Access to Justice is always a live and relevant issue: people with limited financial means are at risk to not having legal representation compared to those who can easily afford it. Legal Aid alleviates some financial pressure off impoverished accused in Criminal Court, however, unless the Crown is seeking a jail sentence, it is nearly impossible to have assistance from Legal Aid to fund a defence. That means an accused must represent themselves, or, pay out of pocket for a lawyer. And if paying out of pocket for a lawyer is not possible, the accused has no other choice but to defend themselves against the power and resources of the State and Police.
However, Legal Aid does not assist those that are accused of offences under the Provincial Offences Act, like careless driving. So an accused must represent themselves or hire a lawyer or paralegal to assist them by paying out of pocket. Thankfully, in a well-reasoned decision, the Ontario Court of Appeal in R. v. Allahyar 138 O.R. (3d) 233 has held that family members or friends, can represent the defendant in Provincial Court (with regards to Part I offences under the Provincial Offences Act) despite the fact that the individual does not have any legal training whatsoever:
Questions of competence must be addressed having regard to the context. Specialized training is not necessarily required before an unpaid family member or friend can represent an accused or defendant in a provincial offence appeal before the O.C.J. Attending court can be difficult and intimidating for an accused at any level of court. Having a friend or family member attend and assist can be invaluable and is consistent with ensuring access to justice. Mr. Allahyar's mother tongue was not English, and the Court found that his brother-in-law, Mr. Miazad was competent and diligent in assisting Mr. Allahyar in all of the court proceedings. Mr. Allahyar was charged with speeding contrary to Highway Traffic Act, and ultimately, the Court of Appeal stayed the charges against Mr. Allahyar in it's decision (he was not convicted).
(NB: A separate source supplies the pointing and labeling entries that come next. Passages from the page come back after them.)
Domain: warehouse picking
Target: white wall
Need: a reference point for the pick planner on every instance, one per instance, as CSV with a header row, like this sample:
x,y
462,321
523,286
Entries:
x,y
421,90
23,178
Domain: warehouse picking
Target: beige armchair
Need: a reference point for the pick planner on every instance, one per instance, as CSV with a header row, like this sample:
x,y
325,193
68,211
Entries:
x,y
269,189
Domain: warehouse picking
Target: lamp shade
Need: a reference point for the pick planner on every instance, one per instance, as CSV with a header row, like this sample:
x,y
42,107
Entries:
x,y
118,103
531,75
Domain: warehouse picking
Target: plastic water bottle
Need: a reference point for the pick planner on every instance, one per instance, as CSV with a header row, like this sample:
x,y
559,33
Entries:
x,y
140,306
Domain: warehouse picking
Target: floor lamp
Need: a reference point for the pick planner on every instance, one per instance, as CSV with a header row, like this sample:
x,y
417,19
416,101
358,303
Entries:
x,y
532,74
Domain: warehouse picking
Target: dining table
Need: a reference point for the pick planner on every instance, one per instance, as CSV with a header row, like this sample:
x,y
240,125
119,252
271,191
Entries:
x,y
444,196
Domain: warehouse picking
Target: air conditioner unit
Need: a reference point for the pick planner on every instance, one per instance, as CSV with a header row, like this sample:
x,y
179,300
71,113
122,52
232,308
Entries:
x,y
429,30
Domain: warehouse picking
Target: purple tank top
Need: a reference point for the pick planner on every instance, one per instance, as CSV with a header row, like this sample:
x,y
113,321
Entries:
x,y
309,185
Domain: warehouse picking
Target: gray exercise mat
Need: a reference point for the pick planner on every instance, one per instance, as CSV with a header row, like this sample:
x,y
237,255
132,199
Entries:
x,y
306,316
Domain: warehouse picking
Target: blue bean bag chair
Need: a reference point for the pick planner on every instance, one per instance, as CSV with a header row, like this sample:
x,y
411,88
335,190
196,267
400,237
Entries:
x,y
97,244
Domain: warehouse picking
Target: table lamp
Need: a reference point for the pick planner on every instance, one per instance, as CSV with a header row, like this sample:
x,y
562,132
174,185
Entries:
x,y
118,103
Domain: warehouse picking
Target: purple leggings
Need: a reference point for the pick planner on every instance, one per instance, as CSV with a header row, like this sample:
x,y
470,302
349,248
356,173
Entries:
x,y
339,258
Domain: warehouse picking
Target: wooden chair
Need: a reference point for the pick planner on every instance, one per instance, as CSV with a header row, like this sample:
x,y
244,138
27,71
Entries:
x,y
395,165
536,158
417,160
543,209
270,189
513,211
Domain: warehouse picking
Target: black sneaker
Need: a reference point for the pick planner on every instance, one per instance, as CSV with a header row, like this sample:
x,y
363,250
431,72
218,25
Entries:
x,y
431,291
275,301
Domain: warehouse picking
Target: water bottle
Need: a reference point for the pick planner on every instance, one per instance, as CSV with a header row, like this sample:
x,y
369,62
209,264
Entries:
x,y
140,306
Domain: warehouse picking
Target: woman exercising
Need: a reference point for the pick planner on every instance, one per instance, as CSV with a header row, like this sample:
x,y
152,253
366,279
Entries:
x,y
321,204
At the first level of appeal after the Provincial Court, the Ontario Court of Justice, the appeal judge explicitly cited concerns about non-legally trained individuals litigating in court and stated:
I'm not going to hear the matter with Mr. Miazad as agent for the appellant. At an appeal level, one
would hope that [at] a minimum there's an agent and that's not Miazad's situation. I'm becoming more and...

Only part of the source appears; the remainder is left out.